The Parallelogram Identity for the Norm Induced by an Inner Product

# The Parallelogram Identity for the Norm Induced by an Inner Product

Recall from The Normed Space Induced by an Inner Product page that if $H$ is an inner product then the norm induced by the inner product on $H$, $\| \cdot \| : H \to \mathbb{C}$, is defined for all $x \in H$ by:

(1)\begin{align} \quad \| x \| = \langle x, x \rangle^{1/2} \end{align}

We will now prove that this norm satisfies a very special property known as the parallelogram identity.

Theorem 1 (The Parallelogram Identity): Let $H$ be an inner product space and let $\| \cdot \|$ be the norm induced by the inner product.

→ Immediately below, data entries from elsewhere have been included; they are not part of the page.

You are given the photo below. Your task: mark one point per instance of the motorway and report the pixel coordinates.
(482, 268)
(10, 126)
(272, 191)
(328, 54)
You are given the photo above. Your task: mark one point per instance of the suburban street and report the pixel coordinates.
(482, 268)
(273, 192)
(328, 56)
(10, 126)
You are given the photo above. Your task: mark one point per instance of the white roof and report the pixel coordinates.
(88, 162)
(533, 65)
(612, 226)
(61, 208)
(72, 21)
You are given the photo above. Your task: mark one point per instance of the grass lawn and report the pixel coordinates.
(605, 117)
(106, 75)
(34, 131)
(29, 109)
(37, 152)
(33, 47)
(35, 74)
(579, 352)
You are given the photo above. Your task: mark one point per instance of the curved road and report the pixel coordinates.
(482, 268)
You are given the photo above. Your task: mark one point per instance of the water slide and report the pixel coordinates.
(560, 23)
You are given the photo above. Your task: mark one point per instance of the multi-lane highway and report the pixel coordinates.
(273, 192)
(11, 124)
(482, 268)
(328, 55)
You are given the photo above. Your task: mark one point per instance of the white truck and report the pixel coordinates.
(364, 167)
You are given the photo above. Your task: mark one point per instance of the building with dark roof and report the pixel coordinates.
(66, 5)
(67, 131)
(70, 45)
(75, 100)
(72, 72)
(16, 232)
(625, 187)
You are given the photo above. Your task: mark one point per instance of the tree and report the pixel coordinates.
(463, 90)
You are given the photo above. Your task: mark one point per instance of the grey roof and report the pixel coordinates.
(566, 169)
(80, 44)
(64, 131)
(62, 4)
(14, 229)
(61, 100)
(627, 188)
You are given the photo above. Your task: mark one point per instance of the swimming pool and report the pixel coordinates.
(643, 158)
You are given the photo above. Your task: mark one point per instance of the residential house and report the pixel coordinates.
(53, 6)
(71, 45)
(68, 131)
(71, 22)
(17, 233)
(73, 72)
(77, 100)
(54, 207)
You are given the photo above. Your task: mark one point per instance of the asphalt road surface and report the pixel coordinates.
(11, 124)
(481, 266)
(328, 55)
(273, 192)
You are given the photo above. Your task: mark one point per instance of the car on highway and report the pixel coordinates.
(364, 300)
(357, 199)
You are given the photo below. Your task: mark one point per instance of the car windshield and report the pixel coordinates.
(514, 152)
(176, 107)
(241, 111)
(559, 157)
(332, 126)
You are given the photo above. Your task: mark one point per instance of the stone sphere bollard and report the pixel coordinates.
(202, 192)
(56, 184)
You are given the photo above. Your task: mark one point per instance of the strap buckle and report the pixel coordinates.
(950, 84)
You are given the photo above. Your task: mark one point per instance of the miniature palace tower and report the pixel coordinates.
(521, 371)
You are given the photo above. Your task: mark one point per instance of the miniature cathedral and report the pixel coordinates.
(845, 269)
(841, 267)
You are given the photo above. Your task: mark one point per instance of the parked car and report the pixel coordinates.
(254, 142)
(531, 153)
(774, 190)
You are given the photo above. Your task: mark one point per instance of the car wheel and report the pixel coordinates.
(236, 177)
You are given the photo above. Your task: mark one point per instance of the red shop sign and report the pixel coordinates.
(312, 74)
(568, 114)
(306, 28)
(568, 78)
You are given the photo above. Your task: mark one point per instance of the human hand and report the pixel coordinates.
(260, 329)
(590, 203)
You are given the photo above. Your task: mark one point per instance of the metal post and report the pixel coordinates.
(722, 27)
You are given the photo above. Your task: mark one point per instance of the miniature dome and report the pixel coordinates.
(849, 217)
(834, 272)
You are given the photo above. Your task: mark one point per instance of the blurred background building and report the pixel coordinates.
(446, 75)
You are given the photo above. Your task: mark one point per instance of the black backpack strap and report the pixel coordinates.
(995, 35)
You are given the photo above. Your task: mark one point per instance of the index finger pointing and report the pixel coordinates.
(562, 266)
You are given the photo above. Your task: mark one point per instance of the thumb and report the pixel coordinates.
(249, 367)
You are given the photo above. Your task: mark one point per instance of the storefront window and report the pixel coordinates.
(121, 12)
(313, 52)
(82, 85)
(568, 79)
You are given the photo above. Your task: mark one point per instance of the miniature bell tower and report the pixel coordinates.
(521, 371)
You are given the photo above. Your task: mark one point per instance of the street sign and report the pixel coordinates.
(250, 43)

Then for all $x, y \in H$, $\| x + y \|^2 + \| x - y \|^2 = 2 \| x \|^2 + 2 \| y \|^2$. |

**Proof:**We have that:

\begin{align} \quad \| x + y \|^2 + \| x - y \|^2 &= \langle x + y, x + y \rangle + \langle x - y, x - y \rangle \\ &= \langle x, x \rangle + 2 \mathrm{Re} \langle x, y \rangle + \langle y, y \rangle + \langle x, x \rangle + \langle x, -y \rangle + \langle -y, x \rangle + \langle -y, -y \rangle \\ &= \langle x, x \rangle + 2 \mathrm{Re} \langle x, y \rangle + \langle y, y \rangle + \langle x, x \rangle - \langle x, y \rangle - \langle y, x \rangle + \langle y, y \rangle \\ &= \| x \|^2 + 2 \mathrm{Re} \langle x, y \rangle + \| y \|^2 + \| x \|^2 - 2 \mathrm{Re} \langle x, y \rangle + \| y \|^2 \\ &= 2 \| x \|^2 + 2 \| y \|^2 \end{align}

Theorem 2: Let $X$ be a normed linear space. Then $X$ is an inner product space if and only if the parallelogram identity holds. |

If $X$ is a normed linear space in which the parallelogram identity holds for all $x, y \in X$ then it can be shown that the function defined an inner product on $X$ that induces the norm on $X$:

(3)\begin{align} \quad \langle x, y \rangle = \frac{1}{4} \| x + y \|^2 - \frac{1}{4} \| x - y \|^2 \end{align}